JAKARTA, METRO–Pemerintah terus mempercepat penyaluran Bantuan Subsidi Upah (BSU) tahun 2025. Hingga pertengahan Juli, realisasi penyaluran telah mencapai sekitar 85 persen dari total target penerima sebanyak 17,3 juta pekerja.

Hal tersebut disampaikan Menteri Ketenagakerjaan (Menaker) Yassierli dalam keterangannya di Jakarta, Kamis (17/7). Ia menyebutkan, sekitar 14,7 juta pekerja telah menerima BSU dengan total bantuan Rp 600 ribu untuk dua bulan.

“Tadi datanya sudah mendekati 85 persen. Kami terus upayakan agar seluruh target dapat dicapai sebelum akhir Juli,” ujar Yassierli.

Meski penyaluran berjalan cukup masif, Menaker mengakui bahwa proses pencairan tidak bisa dilakukan secara instan. Salah satu kendala adalah metode pencairan melalui PT Pos Indonesia, yang mengharuskan penerima datang langsung ke kantor pos dan menjalani prosedur ketat.
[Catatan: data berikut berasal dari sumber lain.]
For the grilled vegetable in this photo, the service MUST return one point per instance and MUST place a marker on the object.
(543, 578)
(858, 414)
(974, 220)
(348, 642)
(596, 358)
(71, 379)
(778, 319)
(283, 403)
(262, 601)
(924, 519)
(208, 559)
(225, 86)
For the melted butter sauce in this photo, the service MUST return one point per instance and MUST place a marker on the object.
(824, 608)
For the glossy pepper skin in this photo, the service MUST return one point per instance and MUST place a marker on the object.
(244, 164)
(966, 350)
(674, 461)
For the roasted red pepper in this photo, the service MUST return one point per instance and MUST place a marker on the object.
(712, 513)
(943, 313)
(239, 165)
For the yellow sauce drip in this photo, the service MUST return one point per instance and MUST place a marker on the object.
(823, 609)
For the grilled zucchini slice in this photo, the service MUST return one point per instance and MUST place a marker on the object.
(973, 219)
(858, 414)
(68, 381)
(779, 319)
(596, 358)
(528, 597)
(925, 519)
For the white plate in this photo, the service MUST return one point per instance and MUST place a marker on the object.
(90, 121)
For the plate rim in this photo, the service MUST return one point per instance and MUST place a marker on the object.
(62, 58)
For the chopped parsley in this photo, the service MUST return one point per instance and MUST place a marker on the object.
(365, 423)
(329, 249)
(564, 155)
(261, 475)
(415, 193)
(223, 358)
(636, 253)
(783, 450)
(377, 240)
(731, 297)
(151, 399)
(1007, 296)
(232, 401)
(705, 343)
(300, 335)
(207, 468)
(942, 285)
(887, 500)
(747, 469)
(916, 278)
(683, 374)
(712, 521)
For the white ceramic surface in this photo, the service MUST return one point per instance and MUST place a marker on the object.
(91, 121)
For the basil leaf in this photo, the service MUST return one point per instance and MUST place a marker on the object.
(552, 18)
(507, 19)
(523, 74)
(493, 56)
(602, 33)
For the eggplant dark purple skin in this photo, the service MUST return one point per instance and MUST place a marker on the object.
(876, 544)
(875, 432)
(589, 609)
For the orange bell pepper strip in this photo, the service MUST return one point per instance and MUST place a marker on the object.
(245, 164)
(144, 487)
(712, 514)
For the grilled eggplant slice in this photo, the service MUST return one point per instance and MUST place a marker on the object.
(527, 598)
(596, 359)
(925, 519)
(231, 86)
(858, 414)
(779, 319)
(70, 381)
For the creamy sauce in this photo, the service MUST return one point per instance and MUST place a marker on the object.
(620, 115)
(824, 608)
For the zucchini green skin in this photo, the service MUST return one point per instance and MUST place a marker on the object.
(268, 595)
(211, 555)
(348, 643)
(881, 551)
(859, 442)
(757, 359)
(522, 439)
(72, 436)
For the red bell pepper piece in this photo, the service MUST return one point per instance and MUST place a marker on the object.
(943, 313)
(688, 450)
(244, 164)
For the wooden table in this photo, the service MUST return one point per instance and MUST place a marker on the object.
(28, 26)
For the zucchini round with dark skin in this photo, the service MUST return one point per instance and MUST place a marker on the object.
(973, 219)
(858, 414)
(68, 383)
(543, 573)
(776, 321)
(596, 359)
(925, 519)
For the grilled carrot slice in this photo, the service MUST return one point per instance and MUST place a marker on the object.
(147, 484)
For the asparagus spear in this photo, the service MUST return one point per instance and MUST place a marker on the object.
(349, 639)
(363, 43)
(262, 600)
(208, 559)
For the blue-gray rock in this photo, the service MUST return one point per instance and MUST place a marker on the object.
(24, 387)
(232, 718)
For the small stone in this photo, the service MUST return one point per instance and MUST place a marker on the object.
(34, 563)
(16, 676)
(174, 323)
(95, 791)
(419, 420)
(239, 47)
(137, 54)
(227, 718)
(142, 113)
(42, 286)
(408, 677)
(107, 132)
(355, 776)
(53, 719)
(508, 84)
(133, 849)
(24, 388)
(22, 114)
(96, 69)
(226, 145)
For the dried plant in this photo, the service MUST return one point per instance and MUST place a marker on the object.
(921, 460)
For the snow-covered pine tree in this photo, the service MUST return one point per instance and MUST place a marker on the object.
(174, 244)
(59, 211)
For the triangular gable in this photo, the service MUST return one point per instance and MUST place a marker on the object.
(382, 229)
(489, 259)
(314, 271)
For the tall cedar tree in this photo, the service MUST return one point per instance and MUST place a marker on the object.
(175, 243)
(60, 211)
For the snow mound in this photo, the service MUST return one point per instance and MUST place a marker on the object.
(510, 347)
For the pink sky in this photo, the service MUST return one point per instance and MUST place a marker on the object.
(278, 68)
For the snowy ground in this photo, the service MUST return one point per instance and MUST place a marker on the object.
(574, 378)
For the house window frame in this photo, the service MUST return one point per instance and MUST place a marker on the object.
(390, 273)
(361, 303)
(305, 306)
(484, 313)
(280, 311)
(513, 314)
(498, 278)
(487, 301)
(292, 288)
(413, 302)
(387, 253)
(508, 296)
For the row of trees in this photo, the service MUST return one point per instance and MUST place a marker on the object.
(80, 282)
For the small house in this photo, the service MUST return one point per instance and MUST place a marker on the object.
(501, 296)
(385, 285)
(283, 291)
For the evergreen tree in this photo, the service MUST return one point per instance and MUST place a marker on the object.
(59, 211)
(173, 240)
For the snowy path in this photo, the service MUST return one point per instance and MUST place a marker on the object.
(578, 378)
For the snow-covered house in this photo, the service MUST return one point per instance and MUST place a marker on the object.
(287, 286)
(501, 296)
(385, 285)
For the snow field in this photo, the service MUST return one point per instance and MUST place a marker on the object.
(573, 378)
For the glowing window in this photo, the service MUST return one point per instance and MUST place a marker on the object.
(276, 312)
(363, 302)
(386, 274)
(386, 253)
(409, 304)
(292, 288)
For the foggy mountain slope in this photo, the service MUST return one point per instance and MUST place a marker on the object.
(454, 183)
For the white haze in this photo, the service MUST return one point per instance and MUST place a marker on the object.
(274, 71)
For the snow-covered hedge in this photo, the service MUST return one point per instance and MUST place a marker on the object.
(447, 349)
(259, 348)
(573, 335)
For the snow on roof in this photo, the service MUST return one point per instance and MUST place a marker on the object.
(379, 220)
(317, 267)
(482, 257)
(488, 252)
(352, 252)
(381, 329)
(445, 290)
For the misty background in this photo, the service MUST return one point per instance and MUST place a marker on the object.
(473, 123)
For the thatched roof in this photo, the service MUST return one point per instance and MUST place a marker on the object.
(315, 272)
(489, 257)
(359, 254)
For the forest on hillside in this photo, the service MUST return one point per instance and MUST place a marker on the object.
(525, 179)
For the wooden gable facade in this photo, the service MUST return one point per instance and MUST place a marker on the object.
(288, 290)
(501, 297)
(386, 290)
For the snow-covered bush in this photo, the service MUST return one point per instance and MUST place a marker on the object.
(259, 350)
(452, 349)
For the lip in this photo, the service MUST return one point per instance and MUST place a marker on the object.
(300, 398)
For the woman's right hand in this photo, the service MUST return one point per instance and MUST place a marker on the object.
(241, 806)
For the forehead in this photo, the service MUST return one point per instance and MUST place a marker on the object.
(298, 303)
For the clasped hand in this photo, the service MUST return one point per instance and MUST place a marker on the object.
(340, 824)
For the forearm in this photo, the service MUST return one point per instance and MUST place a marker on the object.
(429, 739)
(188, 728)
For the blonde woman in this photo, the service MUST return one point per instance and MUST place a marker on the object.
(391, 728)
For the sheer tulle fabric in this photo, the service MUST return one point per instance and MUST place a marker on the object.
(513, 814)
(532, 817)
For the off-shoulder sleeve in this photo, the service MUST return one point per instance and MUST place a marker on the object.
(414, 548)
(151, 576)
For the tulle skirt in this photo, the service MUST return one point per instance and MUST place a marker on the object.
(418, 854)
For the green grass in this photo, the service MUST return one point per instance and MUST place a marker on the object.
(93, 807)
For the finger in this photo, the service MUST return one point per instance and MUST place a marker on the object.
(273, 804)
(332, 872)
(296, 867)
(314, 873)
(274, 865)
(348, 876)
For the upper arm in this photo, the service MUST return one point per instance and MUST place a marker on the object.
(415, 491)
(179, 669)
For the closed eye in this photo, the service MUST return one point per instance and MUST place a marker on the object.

“Proses di Pos Indonesia memang membutuhkan waktu. Calon penerima harus antre dan mengikuti tahapan verifikasi yang ketat, termasuk dokumentasi foto. Tapi ini penting untuk menjamin akuntabilitas,” jelasnya.

Yassierli menegaskan bahwa kerja sama dengan PT Pos sudah memasuki tahun keempat dan terbukti mampu menjaga transparansi serta ketepatan sasaran penyaluran.

“Kami apresiasi laporan dan kinerja PT Pos. Sekarang kami sedang koordinasi agar penyaluran bisa lebih cepat dan target selesai sebelum akhir bulan,” ungkapnya.

BSU 2025 merupakan bagian dari lima paket stimulus ekonomi yang digulirkan pemerintah untuk menjaga daya beli pekerja di tengah dinamika ekonomi. Setiap penerima mendapatkan bantuan sebesar Rp 300 ribu per bulan selama dua bulan, yang dibayarkan sekaligus.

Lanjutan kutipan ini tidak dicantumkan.